Apportant leur dieu unique, les chrétiens (qui ne comptent alors qu'un anglais) violent plusieurs tabous : ils s'installent dans la forêt maudite, sauvent les jumeaux, tuent un serpent sacré, accueillent des hors castes, et perturbent gravement un mystère en ôtant un masque cérémoniel représentant l'un des dieux ancêtres du village. Okonkwo est scandalisé, mais tandis que ses camarades attendent qu'une revanche divine s'abatte sur les chrétiens, lui désire mettre fin à leurs interférence par la violence. D'autant que son aîné, séduit par les notions de fraternité du culte, les rejoints assez vite. N'arrivant pas à mobiliser son peuple, Okonkwo devient amer et est lentement désillusionné quand aux valeurs guerrières qu'il a toujours respecté. Alors que l'emprise britannique devient toujours plus forte, il tue un auxiliaire local dans l'espoir d'insuffler à son village une ferveur combattante. N'étant pas rejoint, il est confronté à la vacuité des idéaux de gloire virile qu'il vénère et, ne pouvant supporter la réalisation du creux de sa foi jusque là inébranlable, se suicide plutôt qu'assister au changement qui arrive.
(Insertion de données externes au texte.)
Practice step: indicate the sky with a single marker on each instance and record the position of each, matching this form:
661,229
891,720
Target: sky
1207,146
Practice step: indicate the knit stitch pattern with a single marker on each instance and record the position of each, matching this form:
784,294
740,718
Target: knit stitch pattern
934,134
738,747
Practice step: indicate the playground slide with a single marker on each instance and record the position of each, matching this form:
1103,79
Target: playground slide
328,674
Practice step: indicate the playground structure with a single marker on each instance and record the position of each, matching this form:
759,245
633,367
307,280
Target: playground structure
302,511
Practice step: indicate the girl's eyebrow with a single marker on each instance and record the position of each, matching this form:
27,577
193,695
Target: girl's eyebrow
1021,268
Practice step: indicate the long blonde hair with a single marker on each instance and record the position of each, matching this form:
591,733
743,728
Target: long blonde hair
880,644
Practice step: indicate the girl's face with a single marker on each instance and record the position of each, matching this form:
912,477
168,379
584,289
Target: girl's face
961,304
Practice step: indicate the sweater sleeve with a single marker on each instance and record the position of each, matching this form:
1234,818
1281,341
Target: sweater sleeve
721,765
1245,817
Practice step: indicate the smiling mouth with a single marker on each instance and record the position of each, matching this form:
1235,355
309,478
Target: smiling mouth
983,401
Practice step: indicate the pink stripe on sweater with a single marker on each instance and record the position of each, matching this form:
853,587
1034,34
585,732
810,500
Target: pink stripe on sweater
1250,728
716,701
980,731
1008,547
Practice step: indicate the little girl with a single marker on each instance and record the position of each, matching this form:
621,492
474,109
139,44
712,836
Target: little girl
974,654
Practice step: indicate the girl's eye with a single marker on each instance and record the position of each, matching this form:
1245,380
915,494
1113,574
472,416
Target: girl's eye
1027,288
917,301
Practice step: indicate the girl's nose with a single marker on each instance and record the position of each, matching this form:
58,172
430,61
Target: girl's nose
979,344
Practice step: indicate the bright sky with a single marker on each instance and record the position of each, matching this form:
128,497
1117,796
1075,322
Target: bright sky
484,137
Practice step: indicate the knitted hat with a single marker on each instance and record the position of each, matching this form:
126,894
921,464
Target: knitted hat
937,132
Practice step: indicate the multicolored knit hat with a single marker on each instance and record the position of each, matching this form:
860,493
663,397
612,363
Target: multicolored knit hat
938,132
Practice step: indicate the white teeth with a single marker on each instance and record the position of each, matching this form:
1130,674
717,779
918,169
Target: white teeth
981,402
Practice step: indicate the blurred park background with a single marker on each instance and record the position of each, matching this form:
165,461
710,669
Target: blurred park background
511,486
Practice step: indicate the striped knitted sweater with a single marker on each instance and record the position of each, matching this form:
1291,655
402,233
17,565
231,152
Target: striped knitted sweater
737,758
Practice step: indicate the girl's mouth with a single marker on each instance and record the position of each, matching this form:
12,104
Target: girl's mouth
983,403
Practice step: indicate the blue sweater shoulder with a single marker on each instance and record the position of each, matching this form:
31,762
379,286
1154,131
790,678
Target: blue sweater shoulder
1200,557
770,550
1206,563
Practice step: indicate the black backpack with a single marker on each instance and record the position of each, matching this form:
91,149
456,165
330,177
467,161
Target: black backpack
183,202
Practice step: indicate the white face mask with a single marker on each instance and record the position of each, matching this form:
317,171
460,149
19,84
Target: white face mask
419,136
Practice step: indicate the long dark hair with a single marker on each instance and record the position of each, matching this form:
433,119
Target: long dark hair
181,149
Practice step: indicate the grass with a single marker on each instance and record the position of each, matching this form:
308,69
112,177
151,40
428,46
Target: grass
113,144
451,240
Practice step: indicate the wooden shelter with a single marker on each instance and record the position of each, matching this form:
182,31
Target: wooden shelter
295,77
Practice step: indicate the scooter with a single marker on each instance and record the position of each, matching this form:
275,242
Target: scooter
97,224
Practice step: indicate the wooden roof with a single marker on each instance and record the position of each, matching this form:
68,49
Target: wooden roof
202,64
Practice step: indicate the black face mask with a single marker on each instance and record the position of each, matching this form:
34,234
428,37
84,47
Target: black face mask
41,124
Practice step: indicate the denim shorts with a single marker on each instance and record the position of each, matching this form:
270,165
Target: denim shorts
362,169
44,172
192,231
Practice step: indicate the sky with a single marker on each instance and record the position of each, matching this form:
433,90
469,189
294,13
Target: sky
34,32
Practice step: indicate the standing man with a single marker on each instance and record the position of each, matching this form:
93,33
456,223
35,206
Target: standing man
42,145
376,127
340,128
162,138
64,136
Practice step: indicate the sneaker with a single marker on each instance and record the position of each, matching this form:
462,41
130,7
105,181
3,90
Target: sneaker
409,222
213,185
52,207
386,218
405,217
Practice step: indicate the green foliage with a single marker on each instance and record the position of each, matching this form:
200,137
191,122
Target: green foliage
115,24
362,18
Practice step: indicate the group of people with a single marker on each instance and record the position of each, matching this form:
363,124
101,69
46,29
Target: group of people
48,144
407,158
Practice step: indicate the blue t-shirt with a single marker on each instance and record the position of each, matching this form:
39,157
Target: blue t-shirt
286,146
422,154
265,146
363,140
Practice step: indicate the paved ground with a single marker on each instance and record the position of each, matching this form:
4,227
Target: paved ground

Une fin qui n'est pas sans une certaine noblesse, même si elle repose sur une incapacité à évoluer. Elle me rappelle un peu la mort de Javert, autre homme qui se voulait de fer et n'a pas voulu apprendre à plier. Une fin que l'on peut sentir se former bien avant l'arrivée des anglais, encouragée par son insécurité sociale et son besoin de prouver sa valeur. Comme la culture des villages Igbos, Okonkwo ne pouvait pas survivre au changement, et les traditions mêmes dont il se faisait le héraut le désavouaient peu à peu. Mais son drame valait la peine d'être racontée, et méritait plus que le paragraphe que l'officier se promet d'écrire à son retour au pays, devant le cas de cet homme qui ne s'est révolté que pour aussitôt abandonner. Son monde, bien et mal, s'était effondré.